A king, named Magadha, once reigned in Rājagaha. His son married a rich merchant's daughter, but she, because she was barren, lost favour. Thereupon she pretended to be with child, and when her time drew near, she journeyed to her home with an old nurse who was in the secret. On the way she found a child deserted by its mother, and, greatly rejoicing, she claimed it as her own. The child was the Bodhisatta and was called Nigrodha. His father found for him two companions: Sakhā, son of a merchant, and Pottika, son of a tailor.
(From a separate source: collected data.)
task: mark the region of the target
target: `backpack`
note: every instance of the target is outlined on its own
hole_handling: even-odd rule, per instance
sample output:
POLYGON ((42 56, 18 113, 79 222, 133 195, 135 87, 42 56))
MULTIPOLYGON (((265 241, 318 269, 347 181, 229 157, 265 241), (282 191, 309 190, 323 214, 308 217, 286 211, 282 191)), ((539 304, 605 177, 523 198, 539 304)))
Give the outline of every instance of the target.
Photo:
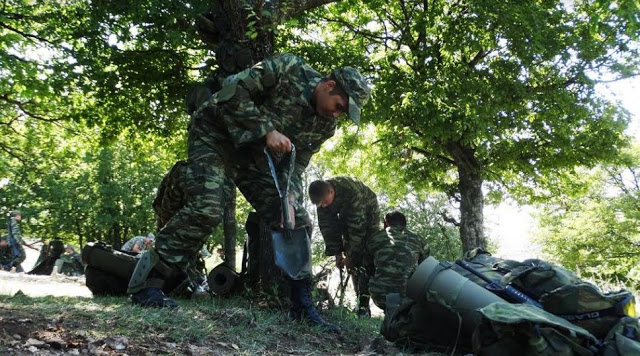
MULTIPOLYGON (((438 309, 434 308, 433 301, 426 300, 428 298, 405 298, 400 303, 389 303, 388 299, 381 328, 383 336, 389 341, 411 341, 461 350, 467 349, 471 340, 476 355, 601 355, 604 339, 606 347, 613 350, 607 356, 634 354, 623 352, 632 347, 628 344, 636 342, 633 337, 626 336, 630 332, 613 332, 617 325, 628 319, 625 315, 633 315, 635 300, 629 291, 603 293, 573 272, 538 259, 503 260, 476 249, 465 254, 464 261, 492 283, 456 263, 445 264, 474 283, 489 287, 487 289, 495 285, 514 286, 540 307, 504 302, 489 304, 477 309, 479 321, 474 325, 472 335, 468 335, 456 326, 462 325, 462 322, 458 324, 460 315, 452 310, 434 315, 432 311, 438 309), (445 328, 452 330, 442 330, 445 328)), ((412 279, 417 281, 423 277, 412 279)), ((492 291, 510 300, 503 288, 492 291)), ((440 309, 447 309, 445 305, 440 309)), ((637 319, 631 319, 637 322, 637 319)), ((637 323, 632 323, 631 327, 636 330, 634 335, 640 335, 634 329, 637 323)))
POLYGON ((640 355, 640 320, 624 317, 614 325, 603 343, 603 356, 640 355))
MULTIPOLYGON (((627 290, 603 293, 568 269, 543 260, 503 260, 482 249, 468 252, 465 260, 501 285, 515 286, 538 301, 546 312, 584 328, 598 339, 604 338, 627 315, 625 310, 635 304, 633 294, 627 290)), ((464 268, 453 268, 473 282, 487 285, 464 268)), ((501 296, 509 300, 508 296, 501 296)))
POLYGON ((580 355, 598 352, 598 340, 585 329, 530 304, 494 303, 479 310, 473 354, 580 355))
These three grew up together and were educated in Takkasilā. In the course of their travels, while his companions lay sleeping, Pottika heard a cock say that whoever ate its fat would become king, the flesh of its body commander in chief, and the flesh near its bone's treasurer. Pottika killed the cock, gave to Nigrodha the fat, to Sākha the flesh of the body, while he himself ate the flesh near the bones. Immediately after, men, in search of a successor to the throne of Benares chose Nigrodha, while the others accompanied him as commander in chief and treasurer. One day Nigrodha, wishing to have his parents near him, sent Pottika to fetch them from Rājagaha. On the way back he called at Sākha's house, but Sākha, who had a grievance against him for having given the cock's fat to Nigrodha, insulted him. When Pottika reported this to Nigrodha, he wished to have Sākha killed, but Pottika intervened on his behalf.
The story was related in reference to Devadatta's ingratitude. Sākha is identified with Devadatta and Pottika with Ananda. J.iv.37ff.